Martelly ha vinto grazie al 67,57% delle preferenze. Questi i dati diffusi il 4 aprile dal Consiglio Elettorale Provvisorio, all’indomani del secondo turno elettorale. Martelli ha battuto Mirlande Manigat, che ha ottenuto solo il 31,74% dei voti.

Haiti, rasa al suolo il 12 gennaio 2010 da un terremoto che ha mietuto oltre 250mila vittime e distrutto la quasi totalità delle infrastrutture del paese, sta vivendo un lento processo di ritorno alla normalità, a dispetto degli oltre 11 milioni di dollari donati dalla comunità internazionale per la ricostruzione post sisma. Il principale problema di Haiti si chiama oggi sicurezza. Il paese, dopo la calamità sismica, si è trasformato in un focolaio di proteste, violenze, e instabilità a tutto campo. Anche durante quest’ultima tornata elettorale, i caschi blu delle Nazioni Unite sono stati dispiegati per le strade della capitale, Port au Prince, per scongiurare l’eventualità di scontri tra la popolazione, come avvenuto durante la prima chiamata alle urne del 28 novembre 2010.

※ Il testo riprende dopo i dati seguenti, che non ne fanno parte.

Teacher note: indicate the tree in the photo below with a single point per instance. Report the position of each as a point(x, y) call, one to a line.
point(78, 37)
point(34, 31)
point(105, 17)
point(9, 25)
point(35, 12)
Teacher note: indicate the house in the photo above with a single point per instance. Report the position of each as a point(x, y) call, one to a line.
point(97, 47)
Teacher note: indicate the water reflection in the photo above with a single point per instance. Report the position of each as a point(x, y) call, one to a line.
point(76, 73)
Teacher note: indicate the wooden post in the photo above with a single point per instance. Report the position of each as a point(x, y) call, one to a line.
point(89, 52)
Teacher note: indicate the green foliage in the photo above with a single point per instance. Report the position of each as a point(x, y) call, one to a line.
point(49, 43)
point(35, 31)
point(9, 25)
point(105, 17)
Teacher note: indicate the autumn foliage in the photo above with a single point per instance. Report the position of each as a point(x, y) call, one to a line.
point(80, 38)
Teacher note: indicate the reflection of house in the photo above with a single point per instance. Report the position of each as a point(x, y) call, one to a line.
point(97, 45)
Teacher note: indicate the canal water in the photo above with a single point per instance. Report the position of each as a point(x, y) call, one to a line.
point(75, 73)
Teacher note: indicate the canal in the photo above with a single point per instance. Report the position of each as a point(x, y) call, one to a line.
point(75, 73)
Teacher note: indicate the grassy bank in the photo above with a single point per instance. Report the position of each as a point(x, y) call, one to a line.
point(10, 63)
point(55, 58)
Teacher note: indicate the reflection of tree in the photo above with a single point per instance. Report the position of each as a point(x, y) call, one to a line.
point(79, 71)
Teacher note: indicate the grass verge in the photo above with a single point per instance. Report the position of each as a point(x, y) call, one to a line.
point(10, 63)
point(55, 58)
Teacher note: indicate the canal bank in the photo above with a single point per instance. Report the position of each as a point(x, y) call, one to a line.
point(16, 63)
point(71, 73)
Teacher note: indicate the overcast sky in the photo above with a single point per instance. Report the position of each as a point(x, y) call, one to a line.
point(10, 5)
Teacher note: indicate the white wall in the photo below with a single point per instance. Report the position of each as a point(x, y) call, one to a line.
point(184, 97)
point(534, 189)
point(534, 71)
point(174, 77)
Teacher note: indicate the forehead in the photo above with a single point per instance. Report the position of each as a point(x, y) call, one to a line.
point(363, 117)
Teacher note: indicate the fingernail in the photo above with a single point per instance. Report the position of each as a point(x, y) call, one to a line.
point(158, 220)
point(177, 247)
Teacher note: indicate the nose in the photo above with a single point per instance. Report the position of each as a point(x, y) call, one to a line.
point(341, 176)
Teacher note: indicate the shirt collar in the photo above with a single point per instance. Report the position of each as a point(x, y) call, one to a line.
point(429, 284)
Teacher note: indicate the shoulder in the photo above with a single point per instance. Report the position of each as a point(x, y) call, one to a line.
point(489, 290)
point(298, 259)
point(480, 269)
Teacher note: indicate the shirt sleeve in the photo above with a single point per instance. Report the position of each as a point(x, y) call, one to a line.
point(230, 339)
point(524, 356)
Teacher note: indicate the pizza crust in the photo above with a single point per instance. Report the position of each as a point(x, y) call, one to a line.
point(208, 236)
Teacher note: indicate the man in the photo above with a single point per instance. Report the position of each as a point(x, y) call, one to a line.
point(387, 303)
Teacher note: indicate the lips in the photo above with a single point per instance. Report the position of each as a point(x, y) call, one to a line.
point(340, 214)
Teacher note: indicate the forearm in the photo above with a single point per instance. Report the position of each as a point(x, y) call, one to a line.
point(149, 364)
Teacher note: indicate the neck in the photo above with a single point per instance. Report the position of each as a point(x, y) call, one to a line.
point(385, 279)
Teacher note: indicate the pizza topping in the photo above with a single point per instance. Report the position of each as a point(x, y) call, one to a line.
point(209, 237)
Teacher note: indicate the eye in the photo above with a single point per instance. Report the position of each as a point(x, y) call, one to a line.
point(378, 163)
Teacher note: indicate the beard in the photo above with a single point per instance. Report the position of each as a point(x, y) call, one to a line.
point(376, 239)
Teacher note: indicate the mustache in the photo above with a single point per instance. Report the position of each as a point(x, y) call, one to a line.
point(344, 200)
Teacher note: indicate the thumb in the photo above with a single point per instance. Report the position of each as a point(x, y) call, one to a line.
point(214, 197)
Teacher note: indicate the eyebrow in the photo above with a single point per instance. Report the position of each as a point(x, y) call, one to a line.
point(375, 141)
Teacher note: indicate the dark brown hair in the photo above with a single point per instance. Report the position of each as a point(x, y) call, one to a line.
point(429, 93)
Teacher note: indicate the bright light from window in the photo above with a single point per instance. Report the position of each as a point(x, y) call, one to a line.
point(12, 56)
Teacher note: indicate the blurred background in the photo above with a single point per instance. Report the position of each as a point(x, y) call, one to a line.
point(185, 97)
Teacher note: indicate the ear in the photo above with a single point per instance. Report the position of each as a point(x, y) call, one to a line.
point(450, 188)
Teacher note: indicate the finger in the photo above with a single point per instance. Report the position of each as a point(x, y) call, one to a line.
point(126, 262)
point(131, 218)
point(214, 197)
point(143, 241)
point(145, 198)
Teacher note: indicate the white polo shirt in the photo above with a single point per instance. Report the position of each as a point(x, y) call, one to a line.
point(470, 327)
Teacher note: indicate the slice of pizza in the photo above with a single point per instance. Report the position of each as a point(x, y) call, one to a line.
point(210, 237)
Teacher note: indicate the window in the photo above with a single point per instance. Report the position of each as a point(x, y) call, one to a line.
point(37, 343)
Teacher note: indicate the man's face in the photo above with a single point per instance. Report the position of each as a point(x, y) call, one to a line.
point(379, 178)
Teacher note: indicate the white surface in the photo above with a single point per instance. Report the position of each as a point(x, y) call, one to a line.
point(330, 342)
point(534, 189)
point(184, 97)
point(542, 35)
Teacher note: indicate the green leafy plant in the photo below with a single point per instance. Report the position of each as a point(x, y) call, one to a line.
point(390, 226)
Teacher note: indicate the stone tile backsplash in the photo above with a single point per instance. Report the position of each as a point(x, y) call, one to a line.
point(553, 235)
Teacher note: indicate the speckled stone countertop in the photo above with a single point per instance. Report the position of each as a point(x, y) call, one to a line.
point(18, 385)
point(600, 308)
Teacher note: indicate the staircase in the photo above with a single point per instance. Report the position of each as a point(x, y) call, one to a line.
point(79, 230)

Un malcontento generale, alimentato dalle precarie condizioni igenico-sanitarie in cui vive la quasi totalità della popolazione da più di anno. La percentuale di episodi di violenza, come stupri, rapine ed omicidi, è cresciuta in maniera esponenziale negli ultimi sei mesi, come testimoniato dalle diverse ONG e Organizzazioni Internazionali che operano nell’isola. Tra queste, Amnesty International si è fatta più volte portavoce delle vittime haitiane, come dimostra anche il dossier pubblicato nel gennaio di quest’anno. Alla violenza si somma la superstizione e la paura. La diffusione di un’epidemia di colera ha portato a galla tutte le paure, anche quelle inconsce, della popolazione, al punto che si era sparsa la voce che fossero stati i cachi blu nepalesi a diffondere l’epidemia, gli untori del XXI secolo. Il delirio popolare che ne è conseguito portò a 2 morti e numerosi feriti: questo il bilancio degli scontri del novembre 2010 tra gli haitiani e le forze di pace ONU.

Martelly dovrà sfoderare armi ben più consistenti di qualche nota ballata su ritmi creoli se vorrà far risollevare il proprio paese, ed evitare che precipiti definitivamente in un baratro senza ritorno.